Ciao, ecco il contesto:

"...invitato platealmente ad andarsene"


----------



## irene.acler

De manera excesiva, exhibida.


----------



## Schenker

¿podría ser "abiertamente"?


----------



## irene.acler

Bueno, sí, también puede ser abiertamente.
De manera evidende, publicamente.


----------



## Schenker

Okz, gracias por la respuesta.


----------



## Cristina.

En mi diccionario viene: ostensiblemente, evidentemente.
En este contexto va mejor *ostensiblemente*.
(_comportarsi platealmente_ = comportarse/actuar ostensiblemente)

Estratto dal DeMauro:
*1*. CO in modo smaccato, eccessivo, anche volutamente ostentato:_ comportarsi platealmente_
2. BU volgarmente

Smaccato: exagerado, desmedido.
Ostentato= ostentoso.


----------



## irene.acler

Perfecto ostentosamente (no estaba segura que existe "ostentoso"!)


----------



## Schenker

En este contexto no queda bien "ostentosamente" ("lo invitaron ostentosamente a irse" no suena bien)


----------



## Neuromante

Colochialmente si può dire "Descaradamente" Non lo troverete su idizzionari, certo, ma essiste ed è molto frequente.


----------



## irene.acler

Neuromante said:


> Colloquialmente si può dire "Descaradamente" Non lo troverete sui dizzionari, certo, ma esiste ed è molto frequente.


 

Y dices que es un sinónimo de ostentosamente??


----------



## Cristina.

È stata una svista (cattiva lettura, jejeje)
Era ostensiblemente.
Ostensible= claro, manifiesto, patente.


----------



## Mariano50

Sui "diz(z)ionari" non si trova assolutamente!!
Ti era sfuggito, Irene!! 
Ciao


----------



## irene.acler

Accidenti, grazie Mariano!


----------



## Cristina.

"...invitato platealmente ad andarsene".
_Lo invitaron claramente/ostensiblente/de manera evidente a largarse/marcharse ._


----------



## Neuromante

No, non propio di ostentoso ma di "sfaciatamente" "spudoratamente"  "in modo manifesto"

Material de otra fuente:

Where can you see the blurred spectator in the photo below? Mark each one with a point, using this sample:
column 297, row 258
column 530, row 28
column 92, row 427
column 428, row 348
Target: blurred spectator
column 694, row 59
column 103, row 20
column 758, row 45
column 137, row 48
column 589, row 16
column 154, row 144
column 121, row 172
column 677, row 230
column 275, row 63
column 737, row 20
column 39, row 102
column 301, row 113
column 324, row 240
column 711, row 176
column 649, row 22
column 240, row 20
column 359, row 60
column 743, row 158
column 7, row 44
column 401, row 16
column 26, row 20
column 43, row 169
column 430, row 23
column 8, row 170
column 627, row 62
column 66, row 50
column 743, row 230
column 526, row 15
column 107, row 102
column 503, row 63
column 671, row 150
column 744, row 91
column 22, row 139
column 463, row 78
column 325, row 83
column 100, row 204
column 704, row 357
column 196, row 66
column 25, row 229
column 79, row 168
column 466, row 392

In questo caso che ci òcupa si usa.


----------



## irene.acler

Neuromante said:


> No, non proprio di ostentoso ma di "sfacciatamente" "spudoratamente" "in modo manifesto"
> 
> In questo caso che ci occupa si usa--> mejor si dices: in questo caso si usa/in questo caso specifico si usa.


 
Vale.


----------



## Cristina.

No es lo mismo ostentosamente (con ostentación, vanagloria, jactancia)
que ostensiblemente (en modo claro y visible).
Ya he dicho que fue una mala lectura.
Lo que importa es el concepto, en este caso hay mil adjetivos que pueden encajar.

Garzanti -> Platealmente: In modo ostentato; volgarmente : _ridere platealmente._
Plateale: molto evidente, ostentato; fin troppo evidente : _Gesto, offesa plateale._


----------